The conversation between Papadopoulos and Downer, in London was a driving factor behind the FBI’s decision to open a counter-intelligence investigation of Moscow’s contacts with the Trump campaign, the Times reported.
Two months after the meeting, Australian officials passed the information that came from Papadopoulos to their American counterparts when leaked Democratic emails began appearing online, according to the newspaper, which cited four current and former US and foreign officials.
Besides the information from the Australians, the probe by the Federal Bureau of Investigation was also propelled by intelligence from other friendly governments, including the British and Dutch, the Times said.
Papadopoulos, a Chicago-based international energy lawyer, pleaded guilty on October 30 to lying to FBI agents about contacts with people who claimed to have ties to top Russian officials.
The White House has played down the former aide’s campaign role, saying it was “extremely limited” and that any actions he took would have been on his own. The New York Times, however, reported that Papadopoulos helped set up a meeting between then-candidate Trump and Egyptian President Abdel Fattah al-Sisi and edited the outline of Trump’s first major foreign policy speech in April 2016.

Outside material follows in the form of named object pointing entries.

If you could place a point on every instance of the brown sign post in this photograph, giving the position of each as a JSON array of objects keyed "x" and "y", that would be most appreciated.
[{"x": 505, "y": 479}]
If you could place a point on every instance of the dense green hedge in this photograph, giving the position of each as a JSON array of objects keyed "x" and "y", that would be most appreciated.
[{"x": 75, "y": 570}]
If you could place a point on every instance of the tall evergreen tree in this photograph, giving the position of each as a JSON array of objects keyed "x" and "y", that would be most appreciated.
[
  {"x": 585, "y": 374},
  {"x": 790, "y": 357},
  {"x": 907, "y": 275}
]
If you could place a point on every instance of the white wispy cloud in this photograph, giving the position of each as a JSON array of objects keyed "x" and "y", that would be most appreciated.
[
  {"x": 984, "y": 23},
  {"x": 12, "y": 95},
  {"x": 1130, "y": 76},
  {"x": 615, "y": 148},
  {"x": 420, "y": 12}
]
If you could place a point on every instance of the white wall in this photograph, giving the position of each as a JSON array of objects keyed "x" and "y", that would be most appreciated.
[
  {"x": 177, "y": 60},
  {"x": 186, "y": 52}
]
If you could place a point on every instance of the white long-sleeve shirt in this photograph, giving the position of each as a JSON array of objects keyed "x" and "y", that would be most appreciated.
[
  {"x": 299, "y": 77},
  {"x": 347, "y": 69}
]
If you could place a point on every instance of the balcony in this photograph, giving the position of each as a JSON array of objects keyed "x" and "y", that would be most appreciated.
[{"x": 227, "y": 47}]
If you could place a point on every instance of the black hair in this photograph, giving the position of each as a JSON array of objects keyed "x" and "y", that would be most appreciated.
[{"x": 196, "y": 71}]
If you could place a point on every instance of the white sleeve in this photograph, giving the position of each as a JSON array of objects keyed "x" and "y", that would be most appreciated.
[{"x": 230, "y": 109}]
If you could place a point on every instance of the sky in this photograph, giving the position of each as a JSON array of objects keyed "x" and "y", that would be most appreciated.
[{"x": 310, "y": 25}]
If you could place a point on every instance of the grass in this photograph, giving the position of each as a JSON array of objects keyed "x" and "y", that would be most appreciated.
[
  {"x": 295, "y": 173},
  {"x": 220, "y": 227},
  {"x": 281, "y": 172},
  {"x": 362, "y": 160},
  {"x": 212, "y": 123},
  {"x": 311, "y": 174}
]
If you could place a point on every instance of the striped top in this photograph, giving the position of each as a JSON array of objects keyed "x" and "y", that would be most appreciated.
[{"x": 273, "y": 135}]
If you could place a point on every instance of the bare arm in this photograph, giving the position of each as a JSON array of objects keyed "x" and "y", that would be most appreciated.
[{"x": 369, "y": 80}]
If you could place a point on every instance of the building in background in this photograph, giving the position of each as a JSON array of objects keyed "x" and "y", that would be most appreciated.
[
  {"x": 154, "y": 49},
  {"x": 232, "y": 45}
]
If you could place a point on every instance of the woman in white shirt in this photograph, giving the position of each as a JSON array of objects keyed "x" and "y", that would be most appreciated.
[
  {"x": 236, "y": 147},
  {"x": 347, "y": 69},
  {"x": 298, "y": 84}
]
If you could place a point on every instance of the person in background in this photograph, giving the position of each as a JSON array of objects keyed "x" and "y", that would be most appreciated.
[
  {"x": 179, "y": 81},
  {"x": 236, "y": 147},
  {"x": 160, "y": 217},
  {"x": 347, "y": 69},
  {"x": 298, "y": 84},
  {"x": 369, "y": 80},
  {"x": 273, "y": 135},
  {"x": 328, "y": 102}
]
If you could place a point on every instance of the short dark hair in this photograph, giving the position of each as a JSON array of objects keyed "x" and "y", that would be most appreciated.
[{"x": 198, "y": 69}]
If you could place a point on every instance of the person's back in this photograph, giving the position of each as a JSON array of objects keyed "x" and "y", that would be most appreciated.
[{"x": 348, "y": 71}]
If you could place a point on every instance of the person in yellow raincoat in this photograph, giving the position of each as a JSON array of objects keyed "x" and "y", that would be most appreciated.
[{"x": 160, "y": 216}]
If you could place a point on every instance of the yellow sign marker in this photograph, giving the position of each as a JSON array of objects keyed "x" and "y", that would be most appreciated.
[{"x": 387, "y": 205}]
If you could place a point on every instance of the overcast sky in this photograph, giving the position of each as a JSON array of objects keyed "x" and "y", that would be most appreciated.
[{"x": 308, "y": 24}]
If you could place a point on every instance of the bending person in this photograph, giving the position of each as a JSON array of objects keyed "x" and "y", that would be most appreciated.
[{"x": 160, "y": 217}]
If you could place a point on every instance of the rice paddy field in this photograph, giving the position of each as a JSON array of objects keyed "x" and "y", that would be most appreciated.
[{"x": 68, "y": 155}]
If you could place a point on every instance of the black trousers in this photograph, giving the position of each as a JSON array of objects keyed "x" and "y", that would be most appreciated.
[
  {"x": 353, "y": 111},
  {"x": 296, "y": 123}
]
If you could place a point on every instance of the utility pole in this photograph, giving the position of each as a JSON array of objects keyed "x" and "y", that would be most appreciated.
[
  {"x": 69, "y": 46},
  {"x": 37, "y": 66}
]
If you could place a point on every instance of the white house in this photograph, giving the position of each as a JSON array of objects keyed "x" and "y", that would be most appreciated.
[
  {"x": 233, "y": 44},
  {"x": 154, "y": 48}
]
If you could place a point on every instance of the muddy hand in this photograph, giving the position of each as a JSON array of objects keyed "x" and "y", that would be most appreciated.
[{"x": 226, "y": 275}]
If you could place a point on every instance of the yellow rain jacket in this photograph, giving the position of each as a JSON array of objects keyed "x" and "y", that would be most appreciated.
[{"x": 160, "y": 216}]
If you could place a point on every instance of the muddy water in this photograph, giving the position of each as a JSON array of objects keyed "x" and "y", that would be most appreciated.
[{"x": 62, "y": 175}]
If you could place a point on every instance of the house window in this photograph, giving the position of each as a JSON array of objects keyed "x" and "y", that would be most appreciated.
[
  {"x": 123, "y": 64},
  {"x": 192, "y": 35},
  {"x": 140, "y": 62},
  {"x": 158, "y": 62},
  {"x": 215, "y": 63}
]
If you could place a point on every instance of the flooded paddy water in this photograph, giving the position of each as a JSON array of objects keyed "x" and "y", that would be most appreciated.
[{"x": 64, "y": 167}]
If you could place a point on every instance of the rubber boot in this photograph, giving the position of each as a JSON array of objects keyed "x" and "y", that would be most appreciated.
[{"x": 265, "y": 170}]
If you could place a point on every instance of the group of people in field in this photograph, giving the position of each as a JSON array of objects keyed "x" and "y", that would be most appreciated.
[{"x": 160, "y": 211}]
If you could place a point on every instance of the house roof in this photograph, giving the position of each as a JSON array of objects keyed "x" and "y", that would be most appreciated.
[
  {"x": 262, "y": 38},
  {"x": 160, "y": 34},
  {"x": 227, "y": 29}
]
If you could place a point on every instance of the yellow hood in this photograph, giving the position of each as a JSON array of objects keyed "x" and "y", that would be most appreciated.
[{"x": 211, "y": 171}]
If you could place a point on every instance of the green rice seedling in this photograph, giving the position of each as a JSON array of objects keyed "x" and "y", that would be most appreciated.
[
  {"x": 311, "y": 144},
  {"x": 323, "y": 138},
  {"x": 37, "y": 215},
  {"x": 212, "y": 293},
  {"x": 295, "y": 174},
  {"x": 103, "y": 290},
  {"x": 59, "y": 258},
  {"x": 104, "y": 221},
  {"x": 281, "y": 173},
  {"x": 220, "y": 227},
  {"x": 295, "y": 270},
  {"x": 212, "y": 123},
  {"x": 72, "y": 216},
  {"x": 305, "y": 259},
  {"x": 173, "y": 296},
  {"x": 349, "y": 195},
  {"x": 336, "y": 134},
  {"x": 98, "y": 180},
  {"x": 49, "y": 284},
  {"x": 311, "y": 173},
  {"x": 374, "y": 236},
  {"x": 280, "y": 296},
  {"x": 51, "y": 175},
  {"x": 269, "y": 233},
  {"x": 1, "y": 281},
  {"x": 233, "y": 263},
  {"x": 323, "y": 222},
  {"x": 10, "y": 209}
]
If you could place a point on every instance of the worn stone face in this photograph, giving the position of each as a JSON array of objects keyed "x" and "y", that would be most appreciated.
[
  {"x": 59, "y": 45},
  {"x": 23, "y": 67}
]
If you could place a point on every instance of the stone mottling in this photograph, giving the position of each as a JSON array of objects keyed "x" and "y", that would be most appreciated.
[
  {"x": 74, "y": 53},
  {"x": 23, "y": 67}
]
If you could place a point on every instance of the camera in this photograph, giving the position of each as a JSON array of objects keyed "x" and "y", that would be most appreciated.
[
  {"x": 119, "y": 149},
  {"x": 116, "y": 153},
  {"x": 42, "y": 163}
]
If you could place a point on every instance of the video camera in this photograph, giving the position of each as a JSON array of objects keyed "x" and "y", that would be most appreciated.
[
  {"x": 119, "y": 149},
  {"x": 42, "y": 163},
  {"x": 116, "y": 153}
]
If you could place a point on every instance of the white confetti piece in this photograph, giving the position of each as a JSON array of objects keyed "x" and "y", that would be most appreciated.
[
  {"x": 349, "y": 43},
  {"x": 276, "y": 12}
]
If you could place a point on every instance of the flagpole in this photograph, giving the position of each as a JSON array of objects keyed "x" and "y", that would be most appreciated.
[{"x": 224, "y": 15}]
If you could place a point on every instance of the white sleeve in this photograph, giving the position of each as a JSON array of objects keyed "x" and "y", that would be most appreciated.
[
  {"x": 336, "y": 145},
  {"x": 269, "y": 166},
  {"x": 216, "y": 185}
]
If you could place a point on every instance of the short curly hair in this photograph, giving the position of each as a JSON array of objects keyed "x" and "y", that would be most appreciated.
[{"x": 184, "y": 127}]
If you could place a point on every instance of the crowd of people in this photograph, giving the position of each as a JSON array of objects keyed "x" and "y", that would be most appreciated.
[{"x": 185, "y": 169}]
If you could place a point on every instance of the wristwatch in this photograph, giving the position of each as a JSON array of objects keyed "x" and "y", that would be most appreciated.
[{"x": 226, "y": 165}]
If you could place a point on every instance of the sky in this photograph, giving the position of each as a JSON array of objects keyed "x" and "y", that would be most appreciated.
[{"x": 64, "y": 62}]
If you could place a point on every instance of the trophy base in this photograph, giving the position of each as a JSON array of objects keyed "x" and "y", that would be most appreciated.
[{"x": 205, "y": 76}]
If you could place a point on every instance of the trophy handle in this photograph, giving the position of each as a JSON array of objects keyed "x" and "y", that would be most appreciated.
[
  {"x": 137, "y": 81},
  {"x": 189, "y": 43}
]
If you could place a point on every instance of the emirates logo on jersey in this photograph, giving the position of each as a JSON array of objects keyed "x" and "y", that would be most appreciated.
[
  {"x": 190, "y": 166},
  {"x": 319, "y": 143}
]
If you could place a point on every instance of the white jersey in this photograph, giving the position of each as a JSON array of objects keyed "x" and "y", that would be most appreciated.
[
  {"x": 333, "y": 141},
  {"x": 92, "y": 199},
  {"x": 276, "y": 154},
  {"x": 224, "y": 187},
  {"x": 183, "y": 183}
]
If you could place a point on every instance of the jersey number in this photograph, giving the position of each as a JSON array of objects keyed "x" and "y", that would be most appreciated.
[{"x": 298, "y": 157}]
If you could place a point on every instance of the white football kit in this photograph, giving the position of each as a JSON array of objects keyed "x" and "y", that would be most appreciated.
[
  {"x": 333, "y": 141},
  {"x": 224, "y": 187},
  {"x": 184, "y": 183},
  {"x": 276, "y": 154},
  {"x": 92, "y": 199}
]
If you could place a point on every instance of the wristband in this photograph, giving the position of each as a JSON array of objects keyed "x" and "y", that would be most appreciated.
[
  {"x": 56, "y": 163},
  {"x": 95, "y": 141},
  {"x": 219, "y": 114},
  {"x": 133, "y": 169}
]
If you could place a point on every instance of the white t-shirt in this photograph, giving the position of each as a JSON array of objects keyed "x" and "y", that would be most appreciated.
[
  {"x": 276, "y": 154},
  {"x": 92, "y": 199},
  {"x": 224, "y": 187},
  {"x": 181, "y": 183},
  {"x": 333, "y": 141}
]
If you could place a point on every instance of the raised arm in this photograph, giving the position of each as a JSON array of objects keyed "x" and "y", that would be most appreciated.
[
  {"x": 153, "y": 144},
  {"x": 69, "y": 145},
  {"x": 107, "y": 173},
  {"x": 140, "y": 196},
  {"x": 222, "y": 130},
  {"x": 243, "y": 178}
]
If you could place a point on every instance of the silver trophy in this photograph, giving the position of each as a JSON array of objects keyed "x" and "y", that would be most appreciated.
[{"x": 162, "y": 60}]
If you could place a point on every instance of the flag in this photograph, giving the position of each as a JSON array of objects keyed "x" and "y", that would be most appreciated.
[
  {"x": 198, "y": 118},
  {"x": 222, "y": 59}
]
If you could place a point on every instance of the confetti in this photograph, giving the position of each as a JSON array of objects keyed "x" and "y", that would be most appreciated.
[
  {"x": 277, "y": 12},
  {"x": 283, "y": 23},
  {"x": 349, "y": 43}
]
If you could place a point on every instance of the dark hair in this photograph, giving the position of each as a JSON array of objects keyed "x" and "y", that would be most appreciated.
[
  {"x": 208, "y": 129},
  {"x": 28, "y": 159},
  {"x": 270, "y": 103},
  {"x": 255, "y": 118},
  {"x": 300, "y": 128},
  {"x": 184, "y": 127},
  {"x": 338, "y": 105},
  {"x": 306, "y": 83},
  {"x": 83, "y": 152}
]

Lawyers for Papadopoulos did not immediately respond to requests by Reuters for comment.
Trump’s White House attorney, Ty Cobb, declined to comment on the New York Times report. “Out of respect for the special counsel and his process, we are not commenting on matters such as this,” he said in a statement.
Russia has denied interfering in the US election and Trump has said there was no collusion between his campaign and Moscow.